Yaşayan efsane Ahmet Ayık'ın güreşe başlama hikayesi

Karakucak güreşte 'yaşayan efsane' ve 'yenilmezleri yenen adam' olarak ifade edilen Ahmet Ayık, 85 yaşına rağmen dinç ve sağlıklı yaşamıyla örnek oluyor. Ayık; hayatını değiştiren, olimpiyat ve dünya şampiyonlukları getiren güreşe başlamak için babasını zor ikna ettiğini, annesini ise hiç edemediğini anlattı.

Yaşayan efsane Ahmet Ayık'ın güreşe başlama hikayesi

Antalya'da yaşamını sürdüren Ahmet Ayık, başarılarla dolu hayatı ve hala spordan uzak kalmayan yaşam biçimiyle çevresine örnek oluyor. Her gün saat 06.00'da uyanan, kahvaltısını yaptıktan sonra en az yarım saat yürüyüş yapıp daha sonra denizde yüzen Ayık, beslenmesine de dikkat ediyor. Eti ayda 1-2 kez yiyen, ağırlıklı sebzeyle beslenmeyi tercih eden Ayık, un, şeker ve tuzdan da uzak duruyor.

Haberin Devamı

Çevresinde 'Yaşayan efsane' olarak anılan, birçok kez belgesellere konu olan Türkiye'nin yaşayan en eski karakucak güreşçisi Ayık, yaşamına çok sayıda başarı ve ödül sığdırdı. 15 yaşında başladığı güreşlerde 1964 Yaz Olimpiyatları'nda Tokyo'da gümüş ve 1968 Yaz Olimpiyatları'nda Meksika'da altın madalya kazandı. İki defa dünya (1965, 1967), 2 defa da Avrupa (1967, 1970) şampiyonu olan Ayık, baba tarafından Sultan Abdülaziz döneminde saray güreşçisi olan Karaoğlan'ın da torunu. Ayık, 'Yenilmez' diye bilinen Sovyet güreşçi Aleksandr Medved ve İranlı güreşçi Gulam Rıza Tahti'yi tuş ederek, tarihe de adını 'yenilmezleri yenen adam' olarak yazdırdı. Ahmet Ayık, profesyonel olarak 1970 yılında güreşi bıraktıktan sonra güreşle ilgili organizasyonlara destek verip, yeni sporcuların yetişmesine katkı sunuyor.

Haberin Devamı

BABASI GÜÇLÜKLE İKNA EDİLDİ, ANNE HEP İTİRAZ ETTİ

Güreşe Sivas'ın Doğanşar ilçesindeki Eskiköy'de başladığını anlatan Ayık, ailesinin başlarda sıcak bakmadığını söyledi. Babası Ömer Ayık'ın zor ikna edildiğini anlatan Ahmet Ayık, "Kendi yöremde başpehlivanlığa kadar yükseldim. Sonrasında askere gittim. Profesyonel olarak da askerde bu işe başladım. Köye dönünce babam bir daha şehir dışına çıkmama izin vermedi. Annem Fatma Ayık'ı ikna edemedik ama babamı zor ikna ettiler. Babamı çok zorladılar. 'Oğlun Türkiye şampiyonu, dünya şampiyonu olacak. Bayrağımızı göndere çektirecek iftihar etmez misin?' deyince babam ikna olmuştu" dedi.
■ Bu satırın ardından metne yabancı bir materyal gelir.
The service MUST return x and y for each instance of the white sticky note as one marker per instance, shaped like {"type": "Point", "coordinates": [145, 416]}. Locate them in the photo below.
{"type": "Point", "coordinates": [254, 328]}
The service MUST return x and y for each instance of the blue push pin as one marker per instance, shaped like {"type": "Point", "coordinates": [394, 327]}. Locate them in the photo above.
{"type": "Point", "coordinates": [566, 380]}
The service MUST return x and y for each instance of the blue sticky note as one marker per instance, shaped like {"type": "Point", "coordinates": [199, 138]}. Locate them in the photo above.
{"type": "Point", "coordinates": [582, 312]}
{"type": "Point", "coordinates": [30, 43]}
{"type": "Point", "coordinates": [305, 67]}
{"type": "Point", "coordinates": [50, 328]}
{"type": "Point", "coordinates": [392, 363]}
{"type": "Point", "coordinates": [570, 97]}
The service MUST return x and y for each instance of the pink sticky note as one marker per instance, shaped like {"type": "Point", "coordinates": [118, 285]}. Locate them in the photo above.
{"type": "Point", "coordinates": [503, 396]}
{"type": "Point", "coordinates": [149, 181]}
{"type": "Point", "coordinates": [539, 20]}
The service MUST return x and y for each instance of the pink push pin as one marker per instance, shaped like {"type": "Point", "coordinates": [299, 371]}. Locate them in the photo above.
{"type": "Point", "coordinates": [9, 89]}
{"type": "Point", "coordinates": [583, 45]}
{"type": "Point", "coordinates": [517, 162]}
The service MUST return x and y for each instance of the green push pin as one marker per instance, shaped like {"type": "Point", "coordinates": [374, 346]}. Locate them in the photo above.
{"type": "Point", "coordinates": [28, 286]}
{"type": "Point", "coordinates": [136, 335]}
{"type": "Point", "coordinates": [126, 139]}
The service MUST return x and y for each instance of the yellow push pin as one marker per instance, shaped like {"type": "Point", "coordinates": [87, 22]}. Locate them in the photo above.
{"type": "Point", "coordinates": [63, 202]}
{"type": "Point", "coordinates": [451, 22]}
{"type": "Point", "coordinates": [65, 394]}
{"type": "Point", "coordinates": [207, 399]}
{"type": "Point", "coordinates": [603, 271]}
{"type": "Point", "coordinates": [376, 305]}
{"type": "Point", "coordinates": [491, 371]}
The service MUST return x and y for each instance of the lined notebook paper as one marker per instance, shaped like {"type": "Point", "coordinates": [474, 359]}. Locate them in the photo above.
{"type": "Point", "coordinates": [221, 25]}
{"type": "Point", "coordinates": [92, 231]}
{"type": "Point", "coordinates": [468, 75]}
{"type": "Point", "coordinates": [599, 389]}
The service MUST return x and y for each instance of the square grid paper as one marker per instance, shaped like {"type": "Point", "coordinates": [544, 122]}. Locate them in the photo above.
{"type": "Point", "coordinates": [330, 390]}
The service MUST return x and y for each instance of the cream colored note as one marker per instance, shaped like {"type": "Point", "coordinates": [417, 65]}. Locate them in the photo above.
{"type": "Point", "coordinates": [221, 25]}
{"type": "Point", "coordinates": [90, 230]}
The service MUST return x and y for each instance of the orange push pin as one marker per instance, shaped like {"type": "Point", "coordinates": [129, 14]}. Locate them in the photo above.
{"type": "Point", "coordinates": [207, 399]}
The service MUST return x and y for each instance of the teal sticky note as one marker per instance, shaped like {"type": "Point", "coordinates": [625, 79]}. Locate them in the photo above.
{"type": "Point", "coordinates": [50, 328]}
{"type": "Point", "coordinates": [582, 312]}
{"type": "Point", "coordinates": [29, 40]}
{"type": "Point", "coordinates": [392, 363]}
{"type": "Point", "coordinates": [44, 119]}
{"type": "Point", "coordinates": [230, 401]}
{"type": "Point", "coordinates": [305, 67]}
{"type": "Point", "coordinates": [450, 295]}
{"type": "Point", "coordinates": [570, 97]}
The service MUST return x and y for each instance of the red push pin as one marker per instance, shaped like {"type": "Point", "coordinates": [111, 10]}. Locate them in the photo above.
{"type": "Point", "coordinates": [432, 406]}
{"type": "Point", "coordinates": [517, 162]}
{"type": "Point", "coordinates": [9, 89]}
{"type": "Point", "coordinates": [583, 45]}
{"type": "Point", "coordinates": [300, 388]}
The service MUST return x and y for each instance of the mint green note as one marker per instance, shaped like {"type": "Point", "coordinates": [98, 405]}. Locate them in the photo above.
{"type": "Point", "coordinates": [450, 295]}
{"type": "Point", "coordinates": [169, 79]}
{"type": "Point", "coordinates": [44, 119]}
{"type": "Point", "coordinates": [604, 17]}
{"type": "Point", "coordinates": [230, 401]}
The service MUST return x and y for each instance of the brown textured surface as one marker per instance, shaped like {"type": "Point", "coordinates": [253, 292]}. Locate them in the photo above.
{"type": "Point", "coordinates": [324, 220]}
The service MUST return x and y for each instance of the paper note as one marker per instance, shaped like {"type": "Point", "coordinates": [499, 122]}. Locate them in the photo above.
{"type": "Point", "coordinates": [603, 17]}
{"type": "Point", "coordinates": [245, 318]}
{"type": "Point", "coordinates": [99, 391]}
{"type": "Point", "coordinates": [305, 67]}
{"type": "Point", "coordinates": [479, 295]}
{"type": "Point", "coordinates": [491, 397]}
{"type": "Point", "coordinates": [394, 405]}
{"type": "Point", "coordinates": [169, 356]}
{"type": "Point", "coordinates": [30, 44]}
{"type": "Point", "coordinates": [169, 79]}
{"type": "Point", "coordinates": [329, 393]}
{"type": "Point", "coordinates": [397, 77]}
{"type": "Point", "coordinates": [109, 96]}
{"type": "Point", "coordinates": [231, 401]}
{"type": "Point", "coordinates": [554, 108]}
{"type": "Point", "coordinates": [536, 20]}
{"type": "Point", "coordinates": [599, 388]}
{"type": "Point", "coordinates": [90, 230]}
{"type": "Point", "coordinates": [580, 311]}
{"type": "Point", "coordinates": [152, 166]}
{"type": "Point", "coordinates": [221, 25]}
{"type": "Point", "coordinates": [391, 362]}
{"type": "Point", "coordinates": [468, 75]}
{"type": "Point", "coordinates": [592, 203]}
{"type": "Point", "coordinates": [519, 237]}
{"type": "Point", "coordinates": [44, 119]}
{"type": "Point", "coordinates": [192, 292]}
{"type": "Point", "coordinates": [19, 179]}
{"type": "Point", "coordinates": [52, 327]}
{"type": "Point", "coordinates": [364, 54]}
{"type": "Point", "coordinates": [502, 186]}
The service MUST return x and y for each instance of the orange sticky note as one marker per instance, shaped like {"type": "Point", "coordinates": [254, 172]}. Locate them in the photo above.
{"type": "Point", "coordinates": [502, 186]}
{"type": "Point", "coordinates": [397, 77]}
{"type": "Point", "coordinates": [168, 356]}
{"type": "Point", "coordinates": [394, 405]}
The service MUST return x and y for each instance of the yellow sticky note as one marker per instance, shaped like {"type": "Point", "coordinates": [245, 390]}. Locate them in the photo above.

"3 BEYAZDAN UZAK DURUR, MUTLAKA DENİZDE YÜZERİM"

Sonrasında başlayan Türkiye ve dünya güreşlerindeki kariyeriyle ilgili de konuşan Ayık, "İngiltere'de dünya şampiyonu oldum. Aleksandr Medved'i yendim. 'Yenilmez adam' deniliyordu. Sonra başka birini çıkardılar karşıma. Meksika'da olimpiyat şampiyonu oldum. İranlı Tahti'yi de yendim" diye konuştu. 

Ayık, hala dinç bir bünyeye sahip olduğunu, takip gerektiren hiçbir hastalığı olmadığını da anlatarak şöyle konuştu:
"Mutlaka yüzerim. Birkaç tur yürüyüş yaparım. Gıdaya çok dikkat ederim. Sebze ağırlıklı besleniyorum. Kırmızı et çok sık yemem. Çok şükür ayaktayım. Uzun süre yürürüm. Eskiden 1 saatten fazla yürürdüm. Ancak şimdi hiç durmadan yarım saat yürüyebilirim. Şeker hayatımda yok. 3 beyaz yok."